Findlay is right up to date with the news

Findlay says the reading gadget has contributed to giving him his independence back
Findlay says the reading gadget has contributed to giving him his independence back

A former Mearns Leader journalist with sight loss has regained his love of reading after receiving a specialist magnifying gadget from a vision impairment charity.

Findlay McQuarrie, 90, now living in Helensburgh, has no central vision as a result of eye condition macular degeneration.

His vision impairment has left him struggling to read newspapers, books and letters since his diagnosis three years ago, snatching away his life-long passion for reading news.

It was “devastating” for the retired journalist, who was a reporter with the Leader as well as the former Bulletin and Glasgow Herald in the 1950s, before joining the National Trust for Scotland in roles in PR and the organisation’s directorate from 1961 to 1992.

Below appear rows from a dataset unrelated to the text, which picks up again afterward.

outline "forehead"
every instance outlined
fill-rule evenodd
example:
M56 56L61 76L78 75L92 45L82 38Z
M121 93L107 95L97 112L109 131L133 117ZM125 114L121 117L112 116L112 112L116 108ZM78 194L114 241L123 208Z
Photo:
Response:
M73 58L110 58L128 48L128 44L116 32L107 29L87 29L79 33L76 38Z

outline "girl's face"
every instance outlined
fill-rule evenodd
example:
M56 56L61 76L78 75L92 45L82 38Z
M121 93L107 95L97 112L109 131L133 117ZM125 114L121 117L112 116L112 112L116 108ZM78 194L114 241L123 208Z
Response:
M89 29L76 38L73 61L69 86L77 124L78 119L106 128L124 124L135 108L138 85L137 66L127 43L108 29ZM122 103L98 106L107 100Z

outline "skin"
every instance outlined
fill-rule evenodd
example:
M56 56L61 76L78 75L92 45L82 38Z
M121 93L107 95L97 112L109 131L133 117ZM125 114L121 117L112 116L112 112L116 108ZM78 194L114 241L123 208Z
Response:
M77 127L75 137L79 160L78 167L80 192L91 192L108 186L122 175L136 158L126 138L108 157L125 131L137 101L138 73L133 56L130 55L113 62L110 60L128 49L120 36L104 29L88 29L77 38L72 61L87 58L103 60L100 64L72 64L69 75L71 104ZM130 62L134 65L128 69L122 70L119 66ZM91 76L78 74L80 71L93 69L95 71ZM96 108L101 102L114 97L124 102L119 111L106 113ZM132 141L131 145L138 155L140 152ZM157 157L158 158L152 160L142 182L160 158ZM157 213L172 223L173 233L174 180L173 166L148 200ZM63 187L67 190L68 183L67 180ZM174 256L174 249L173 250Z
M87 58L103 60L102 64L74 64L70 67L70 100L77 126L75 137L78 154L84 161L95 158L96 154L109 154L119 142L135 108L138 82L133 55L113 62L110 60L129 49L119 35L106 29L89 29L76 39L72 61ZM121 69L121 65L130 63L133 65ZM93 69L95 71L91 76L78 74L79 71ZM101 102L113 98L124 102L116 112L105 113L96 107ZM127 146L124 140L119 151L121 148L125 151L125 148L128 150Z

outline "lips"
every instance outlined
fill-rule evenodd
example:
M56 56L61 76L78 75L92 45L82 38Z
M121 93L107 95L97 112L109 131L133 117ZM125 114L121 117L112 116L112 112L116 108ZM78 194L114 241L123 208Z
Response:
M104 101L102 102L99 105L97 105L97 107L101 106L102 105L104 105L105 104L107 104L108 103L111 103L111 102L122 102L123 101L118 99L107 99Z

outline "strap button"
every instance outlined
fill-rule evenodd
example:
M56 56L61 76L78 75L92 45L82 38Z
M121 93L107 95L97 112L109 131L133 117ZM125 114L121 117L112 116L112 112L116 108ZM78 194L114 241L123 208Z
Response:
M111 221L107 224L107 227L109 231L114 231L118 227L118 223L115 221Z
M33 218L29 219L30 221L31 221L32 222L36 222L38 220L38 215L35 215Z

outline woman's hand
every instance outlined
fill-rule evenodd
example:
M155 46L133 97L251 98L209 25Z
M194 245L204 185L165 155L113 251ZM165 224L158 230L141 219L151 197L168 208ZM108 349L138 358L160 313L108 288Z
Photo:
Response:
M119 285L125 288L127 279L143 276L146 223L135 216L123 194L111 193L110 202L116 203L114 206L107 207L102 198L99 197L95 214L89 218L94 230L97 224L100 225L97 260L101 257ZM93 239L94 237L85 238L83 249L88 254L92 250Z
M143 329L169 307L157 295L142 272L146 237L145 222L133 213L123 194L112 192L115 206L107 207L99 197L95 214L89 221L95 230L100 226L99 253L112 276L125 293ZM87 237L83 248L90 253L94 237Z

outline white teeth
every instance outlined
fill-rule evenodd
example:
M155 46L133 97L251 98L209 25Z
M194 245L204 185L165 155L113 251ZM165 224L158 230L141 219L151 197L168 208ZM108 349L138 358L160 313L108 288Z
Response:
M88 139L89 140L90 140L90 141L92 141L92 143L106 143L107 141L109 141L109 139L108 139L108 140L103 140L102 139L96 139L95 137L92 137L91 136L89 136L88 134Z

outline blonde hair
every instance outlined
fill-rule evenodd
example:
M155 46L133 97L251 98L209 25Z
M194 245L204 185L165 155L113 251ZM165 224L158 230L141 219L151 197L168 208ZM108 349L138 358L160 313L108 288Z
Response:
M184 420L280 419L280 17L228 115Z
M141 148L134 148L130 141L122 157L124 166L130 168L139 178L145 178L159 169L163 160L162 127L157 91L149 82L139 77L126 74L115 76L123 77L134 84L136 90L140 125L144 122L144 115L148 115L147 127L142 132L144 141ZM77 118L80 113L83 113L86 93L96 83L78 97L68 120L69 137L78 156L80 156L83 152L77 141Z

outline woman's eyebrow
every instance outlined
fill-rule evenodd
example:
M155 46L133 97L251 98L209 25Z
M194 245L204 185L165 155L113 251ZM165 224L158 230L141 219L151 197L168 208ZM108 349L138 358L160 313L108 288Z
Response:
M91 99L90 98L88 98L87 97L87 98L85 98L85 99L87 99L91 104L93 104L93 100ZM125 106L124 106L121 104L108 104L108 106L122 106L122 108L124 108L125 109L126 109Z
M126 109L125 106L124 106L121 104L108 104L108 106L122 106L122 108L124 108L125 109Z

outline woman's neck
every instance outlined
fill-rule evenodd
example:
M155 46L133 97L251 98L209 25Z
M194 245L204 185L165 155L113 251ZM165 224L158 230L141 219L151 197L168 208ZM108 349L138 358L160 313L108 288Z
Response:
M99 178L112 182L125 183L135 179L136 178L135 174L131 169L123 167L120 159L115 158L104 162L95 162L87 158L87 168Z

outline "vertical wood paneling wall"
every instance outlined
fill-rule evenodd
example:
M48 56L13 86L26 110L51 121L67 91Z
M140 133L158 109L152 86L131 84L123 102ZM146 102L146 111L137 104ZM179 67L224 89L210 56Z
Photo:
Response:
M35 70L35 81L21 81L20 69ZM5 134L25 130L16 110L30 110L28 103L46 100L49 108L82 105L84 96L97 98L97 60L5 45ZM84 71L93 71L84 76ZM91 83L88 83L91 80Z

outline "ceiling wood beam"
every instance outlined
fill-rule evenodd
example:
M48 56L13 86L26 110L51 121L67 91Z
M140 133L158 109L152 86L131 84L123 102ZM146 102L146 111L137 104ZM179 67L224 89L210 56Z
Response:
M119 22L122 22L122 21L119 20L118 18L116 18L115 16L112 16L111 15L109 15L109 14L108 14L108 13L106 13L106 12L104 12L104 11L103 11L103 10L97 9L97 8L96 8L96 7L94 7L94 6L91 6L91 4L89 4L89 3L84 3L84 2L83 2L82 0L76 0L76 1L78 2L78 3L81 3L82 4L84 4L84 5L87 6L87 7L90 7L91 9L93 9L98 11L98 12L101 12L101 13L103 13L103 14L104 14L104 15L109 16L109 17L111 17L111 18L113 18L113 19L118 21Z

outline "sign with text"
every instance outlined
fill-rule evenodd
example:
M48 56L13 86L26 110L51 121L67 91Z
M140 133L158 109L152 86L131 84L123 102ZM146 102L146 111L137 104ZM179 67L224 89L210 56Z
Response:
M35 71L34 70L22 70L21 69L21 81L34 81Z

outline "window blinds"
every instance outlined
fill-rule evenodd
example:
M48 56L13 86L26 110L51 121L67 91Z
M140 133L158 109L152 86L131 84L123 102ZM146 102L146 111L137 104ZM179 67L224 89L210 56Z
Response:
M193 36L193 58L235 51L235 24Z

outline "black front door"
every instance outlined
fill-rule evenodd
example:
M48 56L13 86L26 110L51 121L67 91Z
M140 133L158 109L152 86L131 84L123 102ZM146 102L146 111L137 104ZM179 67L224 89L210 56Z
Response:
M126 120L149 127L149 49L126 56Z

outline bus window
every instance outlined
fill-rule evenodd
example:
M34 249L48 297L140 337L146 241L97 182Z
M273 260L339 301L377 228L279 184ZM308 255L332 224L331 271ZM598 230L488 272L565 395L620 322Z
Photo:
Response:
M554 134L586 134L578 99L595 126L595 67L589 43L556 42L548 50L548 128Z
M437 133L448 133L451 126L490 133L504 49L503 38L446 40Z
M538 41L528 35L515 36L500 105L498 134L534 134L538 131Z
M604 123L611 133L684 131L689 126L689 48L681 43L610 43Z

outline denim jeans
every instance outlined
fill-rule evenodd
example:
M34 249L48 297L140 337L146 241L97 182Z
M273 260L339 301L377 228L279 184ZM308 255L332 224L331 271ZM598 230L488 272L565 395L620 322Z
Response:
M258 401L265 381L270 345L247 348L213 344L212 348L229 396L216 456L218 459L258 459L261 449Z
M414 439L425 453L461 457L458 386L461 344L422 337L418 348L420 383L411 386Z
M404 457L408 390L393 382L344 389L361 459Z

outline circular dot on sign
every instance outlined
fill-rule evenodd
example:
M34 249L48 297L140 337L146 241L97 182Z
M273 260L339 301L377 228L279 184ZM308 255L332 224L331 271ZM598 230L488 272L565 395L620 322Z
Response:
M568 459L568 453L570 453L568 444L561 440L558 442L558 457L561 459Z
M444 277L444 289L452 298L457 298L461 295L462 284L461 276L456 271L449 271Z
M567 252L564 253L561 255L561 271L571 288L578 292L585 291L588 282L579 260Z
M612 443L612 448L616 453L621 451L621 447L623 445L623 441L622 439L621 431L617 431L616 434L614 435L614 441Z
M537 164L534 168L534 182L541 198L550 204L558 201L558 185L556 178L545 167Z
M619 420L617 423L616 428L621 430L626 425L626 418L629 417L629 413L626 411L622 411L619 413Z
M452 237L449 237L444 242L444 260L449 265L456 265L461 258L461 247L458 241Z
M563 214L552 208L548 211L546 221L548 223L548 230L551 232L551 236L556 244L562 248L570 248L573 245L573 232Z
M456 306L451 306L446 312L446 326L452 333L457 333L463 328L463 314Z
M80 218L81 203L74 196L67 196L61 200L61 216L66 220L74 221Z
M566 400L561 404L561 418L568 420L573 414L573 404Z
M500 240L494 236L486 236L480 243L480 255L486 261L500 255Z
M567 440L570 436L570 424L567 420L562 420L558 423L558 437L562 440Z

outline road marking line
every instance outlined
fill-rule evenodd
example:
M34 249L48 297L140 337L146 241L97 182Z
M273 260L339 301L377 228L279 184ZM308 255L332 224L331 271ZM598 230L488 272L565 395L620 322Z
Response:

But now with the help of a CCTV reader provided to him free-of-charge by charity Scottish War Blinded, Findlay, who is also a National Service veteran, has been able to read his newspapers once again.

The specialist electronic device projects anything held underneath its magnifier onto a large monitor, with the picture easily adjustable to make even the smallest print legible for him.

Findlay explained: “This CCTV reader is an indispensable piece of equipment for me.

“I use it every day, all the time. This past year I’d read very little as I didn’t have the means to do it.

“It’s so simple to operate. It’s clear,

“It responds to all my reading requirements – it’s contributed to getting my independence back.”

Findlay says he first started noticing there was a problem with his vision while volunteering as a reader for the Helensburgh-based talking newspaper.

The initial impact of his sight loss and losing engagement with the written word was “devastating,” says the veteran, who has lived alone since his wife, April, passed away in 2005.

Findlay said: “When I was reading one of the pieces for the talking newspaper, the print was so light I couldn’t read it.

“That was awful. That was one of the early indications that my sight was failing.

“It was devastating. When you’ve read a lot, it’s devastating to find that your sight is a sense that is going to diminish. You take it for granted, and, quite naturally, don’t realise how often you need your sight for everything.

“My level of sight is poor now. I’ve lost all my central vision, so it’s just the peripheral vision I work with. I need to magnify all print.”